Sürdürülebilir balıkçılığın sağlanması ve su ürünleri kaynaklarının korunması için balık stoklarının mevcut durumları tespit edilmeli ve avlanabilecek oranlar belirlenerek balıkçılara tahsis edilmesi gerekir. Avcılıkta kota sistemi ülkemizde olmadığı için balık stoklarımızda ciddi azalmalar var. Geçen yıl balıkçılarımız kötü bir sezon geçirdi. Bu yılın daha iyi geçmesini umuyoruz. Fakat balıkçılık kaynakları ile balıkçılık kapasitesi arasında oran iyi ayarlanmadığı sürece bunu gerçekleştirmek biraz zor.


2012 yılı istatistiklerine göre, balıkçı filomuzda 20289 adet tekne bulunmaktadır. Bakanlık balıkçılık kapasitesini azaltmak amacıyla, 2012 yılında yayınladığı tebliğ ile balıkçı teknelerini avcılıktan çıkarılması karşılığında satın almaya başlamıştır. 2013 yılında yaklaşık 400 tekne balıkçı filosundan çıkarılmıştır. Satın alınan bu tekneler daha çok avcılık faaliyeti yapmayan eski tekneler ve küçük boya sahip tekneler olmuştur. Aslında balık stokları üzerinde aşırı avcılığa yol açan balıkçı teknelerinin filodan çıkarılması gerekir. Başlatılan bu programın devam etmesi sürdürülebilir balıkçılık açısından önemlidir.


Balıkçılıkta en önemli sorun, yasa dışı avcılığın olması ve denetimlerin yetersizliğidir. 1380 sayılı Su ürünleri Kanunu ile 1971 yılından beri Marmara Denizi’nde trol avcılığı yasak olmasına rağmen, illegal avcılık devam etmektedir. Bir iç denizimizde gerekli denetim ve kontrollerin yapılmaması yasadışı avcılığın daha da artmasına yol açmaktadır.


Balıkçılarımız, balıkçılık yönetiminde alınan tüm kararlara uymak zorundadır. Ağların göz açıklığı, ağların boyları, bölge yasakları, tür yasakları, balıkların ilk avlanabilir boyları ve zaman yasakları balıkların nesillerini koruması açısından çok önemlidir. Bunlar uyulmadığı takdirde stoklarda azalmalar devam edecektir.

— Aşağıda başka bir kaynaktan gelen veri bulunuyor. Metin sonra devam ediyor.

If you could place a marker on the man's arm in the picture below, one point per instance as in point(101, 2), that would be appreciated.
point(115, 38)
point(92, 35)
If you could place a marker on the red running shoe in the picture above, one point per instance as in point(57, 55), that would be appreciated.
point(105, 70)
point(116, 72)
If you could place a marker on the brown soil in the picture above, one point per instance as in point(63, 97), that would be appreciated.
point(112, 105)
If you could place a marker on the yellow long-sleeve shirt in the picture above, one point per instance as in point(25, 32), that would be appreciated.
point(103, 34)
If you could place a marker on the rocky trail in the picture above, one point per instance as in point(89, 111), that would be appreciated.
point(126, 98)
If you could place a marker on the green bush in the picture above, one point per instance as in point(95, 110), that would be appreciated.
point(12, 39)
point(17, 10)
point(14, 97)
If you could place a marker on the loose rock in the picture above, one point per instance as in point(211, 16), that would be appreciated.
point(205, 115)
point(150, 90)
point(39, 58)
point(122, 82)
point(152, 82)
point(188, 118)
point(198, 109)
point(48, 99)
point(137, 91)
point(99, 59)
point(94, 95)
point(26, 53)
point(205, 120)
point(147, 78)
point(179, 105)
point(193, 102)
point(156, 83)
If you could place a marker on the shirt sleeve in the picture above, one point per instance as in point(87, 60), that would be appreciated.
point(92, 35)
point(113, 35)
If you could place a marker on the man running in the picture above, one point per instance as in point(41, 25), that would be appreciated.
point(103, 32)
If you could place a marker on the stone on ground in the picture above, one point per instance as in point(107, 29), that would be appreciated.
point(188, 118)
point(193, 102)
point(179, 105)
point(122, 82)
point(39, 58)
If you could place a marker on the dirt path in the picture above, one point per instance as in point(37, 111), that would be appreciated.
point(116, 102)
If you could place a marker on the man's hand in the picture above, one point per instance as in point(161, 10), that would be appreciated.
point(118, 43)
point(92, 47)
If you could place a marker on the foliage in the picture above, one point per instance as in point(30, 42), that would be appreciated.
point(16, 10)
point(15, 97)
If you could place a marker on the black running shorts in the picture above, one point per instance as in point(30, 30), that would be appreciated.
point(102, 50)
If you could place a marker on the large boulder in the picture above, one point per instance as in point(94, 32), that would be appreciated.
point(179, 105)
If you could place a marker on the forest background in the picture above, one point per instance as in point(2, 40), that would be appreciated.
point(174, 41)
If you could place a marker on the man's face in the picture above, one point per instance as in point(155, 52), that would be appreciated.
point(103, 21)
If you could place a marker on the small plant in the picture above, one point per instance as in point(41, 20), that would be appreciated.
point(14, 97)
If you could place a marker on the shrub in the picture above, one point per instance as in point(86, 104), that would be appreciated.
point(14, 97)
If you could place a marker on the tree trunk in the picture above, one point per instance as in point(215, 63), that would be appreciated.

Balık stoklarımız birçok faktörün etkisi altındadır. Bu faktörler; yeni istilacı türlerin ülkemiz sularına giriş yapması, iklim değişikliği, deniz kirliği, balık avcılığı vb. Bunlardan en önemlisi ve kontrol edilebilen faktör balıkçılıktır. Bu yüzden balıkçılarımızın su ürünleri tebliğinde ilan edilen yönetimsel kararlara uyması sürdürülebilirlik açısından gereklidir.